Alya Nurbaiti, Jakarta – Elisabeth Gunawan, 49, was worried when she opened her pork restaurant, Warung BeDua, in Batu, East Java, in 2014.
She said she feared some people might raid her restaurant or force her to close it down as pork is non-halal, meaning Muslims, who make up the majority of the population in Indonesia, are forbidden from consuming it.
Yet, as pork is a staple for millions of non-Muslim Indonesian, Elisabeth's business has thrived; but her fears are justified nonetheless.
In August last year, a Muslim organization in Makassar, South Sulawesi, protested against two local restaurants for selling pork dishes, saying they were "disturbed by the smoke and smell".
A similar commotion occurred in February last year, when a Muslim man in Cengkareng, West Jakarta, scolded his neighbor for cooking pork. He said the smell of the pork was "polluting" the neighborhood.
However, stories of tolerance toward the consumption of pork have also emerged, even beyond the Hindu-populated Bali and Jakarta's Chinatown.
"I think that in many areas in Indonesia, there are more tolerant Muslim communities than there are intolerant ones," head of Banyumas Gusdurian interfaith community Chumedi Yusuf said on Saturday during an online discussion with owners of restaurants that serve pork.
He said that in his small town of Purwokerto in Banyumas regency, Central Java, restaurants that served pork ranged from upscale restaurants to angkringan (sidewalk stalls).
"One of the restaurants [that serve pork] is even located 100 meters from our Gusdurian headquarters and we certainly have no problem with that," Yusuf said. The Gusdurian is a community that promotes the pluralist thoughts of Muslim scholar and former president Abdurrahman "Gus Dur" Wahid.

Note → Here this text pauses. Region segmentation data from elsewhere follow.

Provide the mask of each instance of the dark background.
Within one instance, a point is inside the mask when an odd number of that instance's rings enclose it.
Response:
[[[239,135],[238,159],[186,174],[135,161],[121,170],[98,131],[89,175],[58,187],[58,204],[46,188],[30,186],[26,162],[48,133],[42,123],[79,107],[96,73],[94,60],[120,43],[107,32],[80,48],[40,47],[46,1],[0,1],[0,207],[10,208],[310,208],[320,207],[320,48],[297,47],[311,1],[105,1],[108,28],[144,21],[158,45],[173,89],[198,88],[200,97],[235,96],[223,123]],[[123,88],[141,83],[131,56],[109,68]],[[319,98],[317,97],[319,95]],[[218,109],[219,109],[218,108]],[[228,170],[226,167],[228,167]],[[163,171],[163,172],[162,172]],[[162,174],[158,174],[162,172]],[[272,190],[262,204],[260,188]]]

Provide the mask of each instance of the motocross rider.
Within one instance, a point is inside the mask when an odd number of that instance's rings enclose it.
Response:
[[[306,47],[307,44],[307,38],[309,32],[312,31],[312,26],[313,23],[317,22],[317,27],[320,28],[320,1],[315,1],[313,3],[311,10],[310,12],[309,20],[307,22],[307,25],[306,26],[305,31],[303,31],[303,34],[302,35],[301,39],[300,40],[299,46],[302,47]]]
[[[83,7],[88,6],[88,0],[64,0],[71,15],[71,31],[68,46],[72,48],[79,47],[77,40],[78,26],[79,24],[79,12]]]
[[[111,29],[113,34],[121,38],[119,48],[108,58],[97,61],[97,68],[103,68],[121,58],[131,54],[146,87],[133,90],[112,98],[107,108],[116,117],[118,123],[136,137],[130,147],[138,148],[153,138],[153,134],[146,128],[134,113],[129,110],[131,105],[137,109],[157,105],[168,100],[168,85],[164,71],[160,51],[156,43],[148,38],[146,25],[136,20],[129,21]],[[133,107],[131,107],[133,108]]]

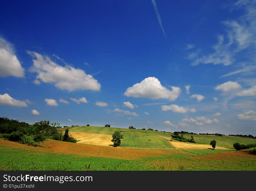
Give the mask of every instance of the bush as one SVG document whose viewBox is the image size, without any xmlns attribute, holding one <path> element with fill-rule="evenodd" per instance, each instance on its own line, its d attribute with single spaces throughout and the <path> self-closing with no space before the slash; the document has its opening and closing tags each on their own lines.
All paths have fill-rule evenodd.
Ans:
<svg viewBox="0 0 256 191">
<path fill-rule="evenodd" d="M 37 134 L 34 136 L 34 140 L 36 142 L 42 141 L 45 139 L 45 137 L 42 133 Z"/>
<path fill-rule="evenodd" d="M 9 136 L 10 136 L 10 134 L 8 134 L 8 133 L 0 133 L 0 137 L 3 138 L 7 139 L 8 139 Z"/>
<path fill-rule="evenodd" d="M 249 152 L 253 154 L 256 155 L 256 147 L 253 147 L 251 148 L 249 150 Z"/>
<path fill-rule="evenodd" d="M 19 141 L 23 135 L 24 134 L 21 132 L 14 131 L 10 134 L 8 139 L 11 141 Z"/>
<path fill-rule="evenodd" d="M 239 143 L 236 142 L 233 144 L 233 147 L 237 151 L 241 150 L 241 146 Z"/>
</svg>

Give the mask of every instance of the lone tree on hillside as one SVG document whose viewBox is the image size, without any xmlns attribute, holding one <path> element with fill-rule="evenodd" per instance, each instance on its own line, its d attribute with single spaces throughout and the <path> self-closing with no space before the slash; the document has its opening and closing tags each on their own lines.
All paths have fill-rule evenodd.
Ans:
<svg viewBox="0 0 256 191">
<path fill-rule="evenodd" d="M 210 143 L 210 145 L 211 145 L 212 148 L 214 149 L 215 148 L 215 147 L 216 147 L 216 141 L 214 139 L 212 140 L 211 142 Z"/>
<path fill-rule="evenodd" d="M 174 131 L 173 132 L 173 135 L 174 135 L 175 138 L 176 138 L 179 136 L 179 133 L 178 131 Z"/>
<path fill-rule="evenodd" d="M 63 141 L 66 142 L 71 142 L 76 143 L 77 140 L 71 136 L 69 136 L 68 134 L 68 129 L 65 130 L 65 133 L 63 135 Z"/>
<path fill-rule="evenodd" d="M 121 139 L 124 138 L 124 135 L 121 134 L 119 131 L 116 131 L 112 135 L 111 141 L 114 143 L 115 146 L 119 146 L 121 143 Z"/>
</svg>

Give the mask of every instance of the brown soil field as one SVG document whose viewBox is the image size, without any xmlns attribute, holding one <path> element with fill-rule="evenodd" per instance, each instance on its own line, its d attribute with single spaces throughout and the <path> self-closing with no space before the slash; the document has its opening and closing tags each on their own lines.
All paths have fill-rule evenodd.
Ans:
<svg viewBox="0 0 256 191">
<path fill-rule="evenodd" d="M 171 140 L 172 138 L 171 138 L 168 137 L 167 137 L 158 136 L 166 139 L 166 140 Z M 191 142 L 180 142 L 175 140 L 172 140 L 171 141 L 168 140 L 168 141 L 173 147 L 175 148 L 178 149 L 206 149 L 208 148 L 211 149 L 212 148 L 212 147 L 210 145 L 208 145 L 207 144 L 197 144 Z M 216 147 L 216 148 L 224 150 L 229 149 L 227 149 L 224 147 L 218 147 L 218 146 Z"/>
<path fill-rule="evenodd" d="M 180 142 L 179 141 L 175 140 L 172 140 L 171 141 L 168 141 L 168 142 L 170 142 L 170 143 L 171 144 L 173 147 L 178 149 L 206 149 L 208 148 L 212 149 L 211 146 L 208 145 L 207 144 L 197 144 L 196 143 L 193 143 L 191 142 Z M 230 150 L 229 149 L 217 146 L 216 146 L 215 149 Z"/>
<path fill-rule="evenodd" d="M 245 163 L 246 161 L 248 163 Z M 145 163 L 145 169 L 150 167 L 156 169 L 183 170 L 186 168 L 196 170 L 202 167 L 222 169 L 244 166 L 244 169 L 255 169 L 256 167 L 256 155 L 248 153 L 244 151 L 217 153 L 204 155 L 188 156 L 185 158 L 156 159 Z M 250 163 L 250 164 L 249 163 Z"/>
<path fill-rule="evenodd" d="M 113 144 L 109 140 L 112 139 L 112 136 L 109 135 L 93 133 L 80 131 L 70 131 L 69 134 L 78 140 L 78 143 L 96 144 L 108 146 Z"/>
<path fill-rule="evenodd" d="M 194 154 L 182 150 L 172 148 L 162 149 L 120 148 L 73 143 L 52 140 L 45 141 L 41 144 L 44 147 L 50 147 L 46 149 L 55 152 L 127 160 L 171 157 L 177 154 Z"/>
</svg>

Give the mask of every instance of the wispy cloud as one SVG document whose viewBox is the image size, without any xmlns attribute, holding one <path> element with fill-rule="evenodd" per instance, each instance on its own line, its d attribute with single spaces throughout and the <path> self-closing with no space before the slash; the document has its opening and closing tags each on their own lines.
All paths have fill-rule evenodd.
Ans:
<svg viewBox="0 0 256 191">
<path fill-rule="evenodd" d="M 156 15 L 157 15 L 157 19 L 158 19 L 158 22 L 159 22 L 159 24 L 161 28 L 162 29 L 162 31 L 163 31 L 163 33 L 164 36 L 164 37 L 166 38 L 166 34 L 164 31 L 164 29 L 162 25 L 162 20 L 161 20 L 161 17 L 160 16 L 160 14 L 158 12 L 158 9 L 157 8 L 157 3 L 156 3 L 156 1 L 155 0 L 152 0 L 152 4 L 154 7 L 154 9 L 155 10 L 155 12 L 156 12 Z"/>
<path fill-rule="evenodd" d="M 189 50 L 194 48 L 195 47 L 195 45 L 192 44 L 188 44 L 186 45 L 186 47 L 185 48 L 184 50 Z"/>
<path fill-rule="evenodd" d="M 214 51 L 204 54 L 202 53 L 200 55 L 195 57 L 191 63 L 192 65 L 200 64 L 227 65 L 235 63 L 236 60 L 241 60 L 241 58 L 251 65 L 255 63 L 256 61 L 255 1 L 239 1 L 229 6 L 229 8 L 232 11 L 238 9 L 242 9 L 245 13 L 235 19 L 221 22 L 221 23 L 225 27 L 226 33 L 218 36 L 218 42 L 212 47 Z M 243 50 L 246 50 L 246 54 L 243 54 L 242 57 L 241 56 L 241 53 Z M 191 58 L 191 56 L 196 55 L 191 54 L 189 55 L 188 58 Z M 246 72 L 253 68 L 246 67 L 221 77 Z"/>
</svg>

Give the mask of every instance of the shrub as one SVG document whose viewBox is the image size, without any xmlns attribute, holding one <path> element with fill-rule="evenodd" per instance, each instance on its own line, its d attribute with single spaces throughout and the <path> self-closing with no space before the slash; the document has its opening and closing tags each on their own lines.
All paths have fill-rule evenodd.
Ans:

The owner of Depot Baksen pork restaurant in Salatiga, Central Java, Grace Fransisca, a Christian, said that when she first opened her restaurant, her Muslim friends paid a visit to show their support.

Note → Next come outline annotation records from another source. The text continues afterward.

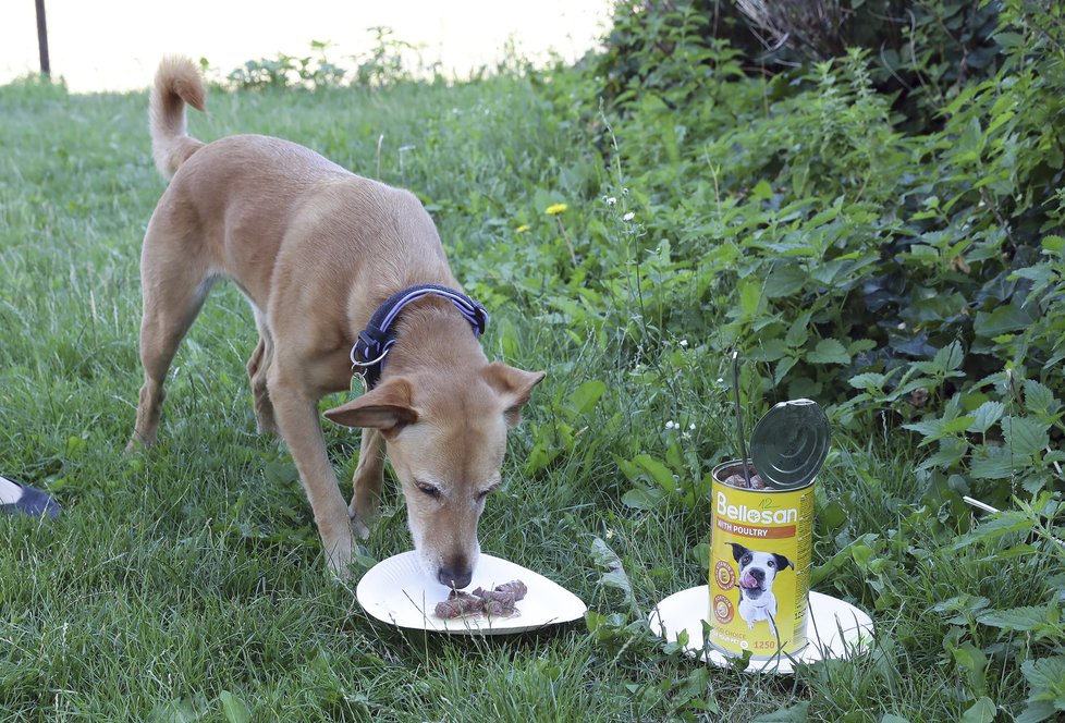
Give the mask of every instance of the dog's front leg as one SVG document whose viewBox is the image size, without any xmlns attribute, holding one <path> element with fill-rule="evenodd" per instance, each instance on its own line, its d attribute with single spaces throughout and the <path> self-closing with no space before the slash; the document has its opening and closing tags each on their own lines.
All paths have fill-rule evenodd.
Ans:
<svg viewBox="0 0 1065 723">
<path fill-rule="evenodd" d="M 384 481 L 384 436 L 371 427 L 363 429 L 363 444 L 358 451 L 358 466 L 352 480 L 352 504 L 348 513 L 352 525 L 362 539 L 370 535 L 381 505 L 381 486 Z"/>
<path fill-rule="evenodd" d="M 318 421 L 318 399 L 303 384 L 287 381 L 280 373 L 270 375 L 269 390 L 281 433 L 289 443 L 315 513 L 329 564 L 339 575 L 346 576 L 353 550 L 352 525 L 326 453 Z"/>
</svg>

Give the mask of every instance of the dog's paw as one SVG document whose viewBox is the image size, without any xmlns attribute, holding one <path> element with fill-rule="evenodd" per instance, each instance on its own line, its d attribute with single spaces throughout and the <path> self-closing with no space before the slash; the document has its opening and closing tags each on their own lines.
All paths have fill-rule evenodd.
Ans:
<svg viewBox="0 0 1065 723">
<path fill-rule="evenodd" d="M 326 547 L 326 556 L 329 560 L 329 572 L 340 580 L 352 579 L 351 569 L 353 546 L 351 541 L 346 544 L 338 543 Z"/>
<path fill-rule="evenodd" d="M 370 528 L 366 525 L 366 523 L 359 519 L 358 515 L 356 515 L 354 512 L 350 512 L 348 516 L 352 520 L 352 535 L 355 536 L 355 539 L 362 540 L 363 542 L 370 539 Z"/>
</svg>

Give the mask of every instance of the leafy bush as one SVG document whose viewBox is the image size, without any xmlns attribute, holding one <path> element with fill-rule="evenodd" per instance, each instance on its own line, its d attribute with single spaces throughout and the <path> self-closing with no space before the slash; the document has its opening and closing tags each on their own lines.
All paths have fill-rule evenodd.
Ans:
<svg viewBox="0 0 1065 723">
<path fill-rule="evenodd" d="M 785 77 L 860 48 L 869 53 L 878 90 L 910 127 L 923 131 L 967 83 L 996 72 L 1001 8 L 997 0 L 620 2 L 596 72 L 603 95 L 624 100 L 675 77 L 671 69 L 689 65 L 713 76 L 713 51 L 722 44 L 737 51 L 747 72 Z"/>
</svg>

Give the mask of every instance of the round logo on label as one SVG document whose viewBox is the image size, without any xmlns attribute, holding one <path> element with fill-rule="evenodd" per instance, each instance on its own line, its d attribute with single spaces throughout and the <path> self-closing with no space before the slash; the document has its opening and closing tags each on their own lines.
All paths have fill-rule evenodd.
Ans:
<svg viewBox="0 0 1065 723">
<path fill-rule="evenodd" d="M 732 600 L 723 595 L 713 597 L 713 616 L 722 625 L 727 625 L 735 616 L 736 610 L 732 605 Z"/>
<path fill-rule="evenodd" d="M 731 590 L 736 585 L 736 571 L 724 560 L 719 560 L 713 566 L 713 581 L 722 590 Z"/>
</svg>

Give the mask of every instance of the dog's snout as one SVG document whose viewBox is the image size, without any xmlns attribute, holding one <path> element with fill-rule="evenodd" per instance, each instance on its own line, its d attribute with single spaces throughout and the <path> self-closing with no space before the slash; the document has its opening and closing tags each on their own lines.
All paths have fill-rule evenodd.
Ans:
<svg viewBox="0 0 1065 723">
<path fill-rule="evenodd" d="M 467 565 L 443 565 L 437 573 L 437 579 L 441 585 L 450 588 L 464 588 L 469 585 L 474 577 L 474 571 Z"/>
</svg>

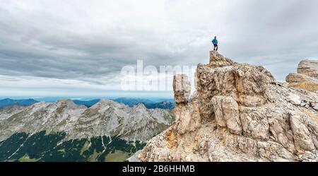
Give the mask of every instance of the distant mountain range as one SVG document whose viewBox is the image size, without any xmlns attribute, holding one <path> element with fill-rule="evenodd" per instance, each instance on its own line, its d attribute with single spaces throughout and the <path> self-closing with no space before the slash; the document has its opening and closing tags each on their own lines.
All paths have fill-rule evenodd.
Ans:
<svg viewBox="0 0 318 176">
<path fill-rule="evenodd" d="M 140 103 L 143 103 L 146 107 L 148 109 L 165 109 L 165 110 L 172 110 L 175 108 L 175 102 L 171 101 L 170 99 L 160 99 L 155 100 L 150 100 L 148 99 L 142 98 L 119 98 L 117 99 L 112 100 L 114 102 L 124 104 L 129 107 L 134 107 Z M 95 99 L 92 100 L 73 100 L 75 104 L 78 105 L 85 105 L 87 107 L 90 107 L 100 101 L 100 99 Z M 39 102 L 33 99 L 25 99 L 25 100 L 12 100 L 9 98 L 0 100 L 0 108 L 8 106 L 29 106 L 33 104 Z"/>
<path fill-rule="evenodd" d="M 6 107 L 0 110 L 0 161 L 124 161 L 175 118 L 172 110 L 110 100 L 89 108 L 71 100 Z"/>
<path fill-rule="evenodd" d="M 38 102 L 38 101 L 33 99 L 12 100 L 10 98 L 6 98 L 0 100 L 0 108 L 13 105 L 29 106 L 37 102 Z"/>
</svg>

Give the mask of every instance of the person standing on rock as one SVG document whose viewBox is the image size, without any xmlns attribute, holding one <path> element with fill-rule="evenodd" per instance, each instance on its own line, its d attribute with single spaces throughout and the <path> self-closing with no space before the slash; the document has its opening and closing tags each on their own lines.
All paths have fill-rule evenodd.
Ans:
<svg viewBox="0 0 318 176">
<path fill-rule="evenodd" d="M 218 51 L 218 40 L 216 40 L 216 36 L 214 37 L 214 39 L 212 40 L 212 43 L 214 45 L 213 51 Z"/>
</svg>

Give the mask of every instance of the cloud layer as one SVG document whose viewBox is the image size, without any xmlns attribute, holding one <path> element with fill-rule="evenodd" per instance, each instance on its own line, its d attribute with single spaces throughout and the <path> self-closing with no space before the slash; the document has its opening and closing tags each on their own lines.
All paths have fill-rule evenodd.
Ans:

"During Ramadan, they sometimes break the fast at my place, even though they buy the food from other stalls in the food court area," she said.

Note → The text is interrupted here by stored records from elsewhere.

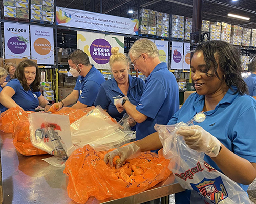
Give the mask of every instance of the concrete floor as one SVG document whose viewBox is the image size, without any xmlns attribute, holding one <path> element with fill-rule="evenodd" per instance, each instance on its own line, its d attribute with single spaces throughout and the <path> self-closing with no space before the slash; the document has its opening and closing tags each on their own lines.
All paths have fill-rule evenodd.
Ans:
<svg viewBox="0 0 256 204">
<path fill-rule="evenodd" d="M 256 179 L 249 186 L 247 193 L 250 200 L 253 203 L 256 204 Z M 170 204 L 175 204 L 174 194 L 170 195 Z"/>
</svg>

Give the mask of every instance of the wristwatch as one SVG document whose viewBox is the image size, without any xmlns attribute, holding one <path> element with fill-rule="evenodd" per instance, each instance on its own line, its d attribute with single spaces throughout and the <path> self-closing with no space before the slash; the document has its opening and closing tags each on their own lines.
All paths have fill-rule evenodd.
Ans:
<svg viewBox="0 0 256 204">
<path fill-rule="evenodd" d="M 127 98 L 123 98 L 123 101 L 122 101 L 122 105 L 123 106 L 123 105 L 125 103 L 125 102 L 128 100 L 127 100 Z"/>
</svg>

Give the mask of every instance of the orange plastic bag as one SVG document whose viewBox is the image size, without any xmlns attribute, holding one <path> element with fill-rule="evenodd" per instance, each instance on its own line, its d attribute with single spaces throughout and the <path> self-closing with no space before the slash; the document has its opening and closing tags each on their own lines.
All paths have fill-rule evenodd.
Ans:
<svg viewBox="0 0 256 204">
<path fill-rule="evenodd" d="M 59 111 L 52 113 L 53 114 L 68 115 L 69 117 L 70 124 L 79 120 L 85 116 L 94 108 L 94 106 L 84 108 L 81 109 L 74 109 L 72 108 L 63 107 Z"/>
<path fill-rule="evenodd" d="M 99 153 L 87 145 L 75 150 L 66 162 L 63 172 L 69 176 L 68 194 L 75 202 L 84 203 L 90 196 L 102 200 L 144 191 L 170 175 L 168 168 L 170 160 L 165 159 L 160 151 L 159 155 L 146 152 L 128 160 L 129 165 L 137 164 L 145 170 L 142 175 L 133 176 L 125 182 L 119 179 L 116 173 L 100 159 Z"/>
<path fill-rule="evenodd" d="M 28 120 L 19 120 L 14 124 L 13 145 L 22 155 L 43 155 L 47 152 L 33 146 L 30 141 Z"/>
<path fill-rule="evenodd" d="M 18 106 L 12 107 L 1 113 L 0 130 L 5 133 L 13 133 L 16 121 L 28 119 L 31 111 L 25 111 Z"/>
</svg>

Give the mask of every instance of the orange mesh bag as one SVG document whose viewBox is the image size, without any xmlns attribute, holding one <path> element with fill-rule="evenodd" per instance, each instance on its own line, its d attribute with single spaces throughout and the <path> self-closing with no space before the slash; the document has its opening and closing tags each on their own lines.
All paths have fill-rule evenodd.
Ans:
<svg viewBox="0 0 256 204">
<path fill-rule="evenodd" d="M 63 107 L 57 112 L 53 112 L 53 114 L 68 115 L 69 117 L 70 124 L 72 124 L 74 122 L 79 120 L 82 117 L 85 116 L 94 108 L 94 106 L 91 106 L 80 109 L 74 109 L 72 108 Z"/>
<path fill-rule="evenodd" d="M 129 196 L 153 187 L 171 174 L 168 168 L 170 160 L 161 154 L 142 153 L 116 169 L 110 168 L 102 159 L 105 153 L 97 152 L 87 145 L 71 154 L 64 170 L 69 176 L 70 198 L 84 203 L 90 196 L 99 200 Z"/>
<path fill-rule="evenodd" d="M 19 120 L 14 123 L 13 145 L 22 155 L 43 155 L 47 152 L 33 146 L 30 141 L 28 120 Z"/>
<path fill-rule="evenodd" d="M 1 130 L 5 133 L 13 133 L 14 123 L 20 120 L 27 119 L 31 111 L 25 111 L 18 106 L 12 107 L 1 113 Z"/>
</svg>

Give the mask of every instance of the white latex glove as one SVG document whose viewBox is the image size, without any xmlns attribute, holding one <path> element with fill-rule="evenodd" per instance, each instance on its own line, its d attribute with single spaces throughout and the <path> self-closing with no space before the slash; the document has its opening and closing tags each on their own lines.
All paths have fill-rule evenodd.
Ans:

She went on to say that whenever she held an event or invited her friends over for dinner at her house, she always informed her Muslim friends which dishes contained pork so they could avoid eating them.
"I always try to be honest, it's like an unwritten ethical rule to make sure Muslims don't eat non-halal food unknowingly. I don't want people to feel tricked or cheated by me," said Grace.
Gusdurian member Ory Wulandari, a Muslim, shared a similar story of when she visited her non-Muslim friends. "Even before I ask, they already warn me that some dishes are not for me because they contain pork," she said.
Ory said it was a shame that some Muslims were unreasonably afraid to receive food from non-Muslims when non-Muslims were very considerate of them.
"And I think to myself, why would they tell me? I could have [accidentally] tasted pork if they did not," joked Ory. In Islam, a Muslim is forgiven if they eat pork accidentally.
To Grace's surprise, many of her Muslim friends also reacted to her warning with disappointment, as they were low-key curious about the taste of pork. "Yet, I never buy their jokes and do the opposite. I never have the nerve, I swear," she said.
Yusuf said that whether someone ate pork or not was their right but that it should not be a reason to hate or bully people who held the contrary view.
"If you believe eating pork is wrong then just don't do it. But you have no right to prevent others from selling or eating pork. Besides, no law restricts the selling of pork dishes," he said.
He added that a religious person should not be busy looking at others.
"Faith comes from within. I thank the pork restaurant owners instead. If there are many pork restaurants and I keep my faith, doesn't that mean my faith is strong?" Yusuf said.